The parameters used in the creation of the models are chosen in such a way that the accuracy of the models is the best possible.

We can compare the accuracy of the models as follows

def accuracy(predictionAndLabel):
    return 1.0 * predictionAndLabel.filter(lambda pl: pl[0] == pl[1]).count() / test.count()

# NB
print('model accuracy {}'.format(accuracy(predictionAndLabel_NB)))
# Resultats: model accuracy 0.7817982456140351

# SVM
print('model accuracy {}'.format(accuracy(predictionAndLabel_SVM)))
# Resultats: model accuracy 0.7872807017543859

# RF
print('model accuracy {}'.format(accuracy(predictionAndLabel_RF)))
# Resultats: model accuracy 0.4868421052631579

We can clearly see that the most suitable models for natural language processing are Naïve Bayes and SVM with an accuracy of 78%.

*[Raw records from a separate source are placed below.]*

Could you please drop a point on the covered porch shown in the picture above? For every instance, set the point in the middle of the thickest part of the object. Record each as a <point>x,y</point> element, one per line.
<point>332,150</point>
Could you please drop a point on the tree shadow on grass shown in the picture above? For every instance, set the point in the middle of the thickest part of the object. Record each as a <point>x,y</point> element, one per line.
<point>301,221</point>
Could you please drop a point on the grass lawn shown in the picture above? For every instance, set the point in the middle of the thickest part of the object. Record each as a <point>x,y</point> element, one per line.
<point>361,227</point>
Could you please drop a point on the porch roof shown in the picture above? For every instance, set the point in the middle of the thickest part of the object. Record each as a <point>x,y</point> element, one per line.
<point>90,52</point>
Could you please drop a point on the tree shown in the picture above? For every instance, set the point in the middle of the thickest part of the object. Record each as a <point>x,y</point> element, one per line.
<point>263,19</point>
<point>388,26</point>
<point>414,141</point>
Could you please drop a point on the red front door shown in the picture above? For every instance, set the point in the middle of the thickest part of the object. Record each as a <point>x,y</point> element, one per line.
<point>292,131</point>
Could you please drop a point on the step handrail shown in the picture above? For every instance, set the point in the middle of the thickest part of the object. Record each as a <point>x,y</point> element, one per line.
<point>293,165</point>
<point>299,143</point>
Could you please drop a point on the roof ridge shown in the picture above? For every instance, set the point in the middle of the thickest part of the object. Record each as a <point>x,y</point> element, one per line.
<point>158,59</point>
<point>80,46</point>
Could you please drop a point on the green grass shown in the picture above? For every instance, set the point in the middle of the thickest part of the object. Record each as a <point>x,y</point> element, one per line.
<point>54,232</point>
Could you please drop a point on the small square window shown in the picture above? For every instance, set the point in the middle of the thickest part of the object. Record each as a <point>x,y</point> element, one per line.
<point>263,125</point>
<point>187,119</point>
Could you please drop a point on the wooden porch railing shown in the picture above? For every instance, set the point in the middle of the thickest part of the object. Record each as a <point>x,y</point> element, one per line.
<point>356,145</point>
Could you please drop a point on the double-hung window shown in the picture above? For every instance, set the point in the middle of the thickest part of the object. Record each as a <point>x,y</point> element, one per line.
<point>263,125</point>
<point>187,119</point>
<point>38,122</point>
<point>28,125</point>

The use of Spark has made a big difference in terms of:

• Time: The data structures offered by Spark (RDD) are easily shared on threads in the computer (or the cluster if used in a network) which speeds up the work.
• Re-usability: The code used in a single computer (development mode) is the same code used in the cluster (production mode).
• Ease of use: Spark offers rich API data structures, Machine Learning and model performance calculation algorithms, powerful data mining methods.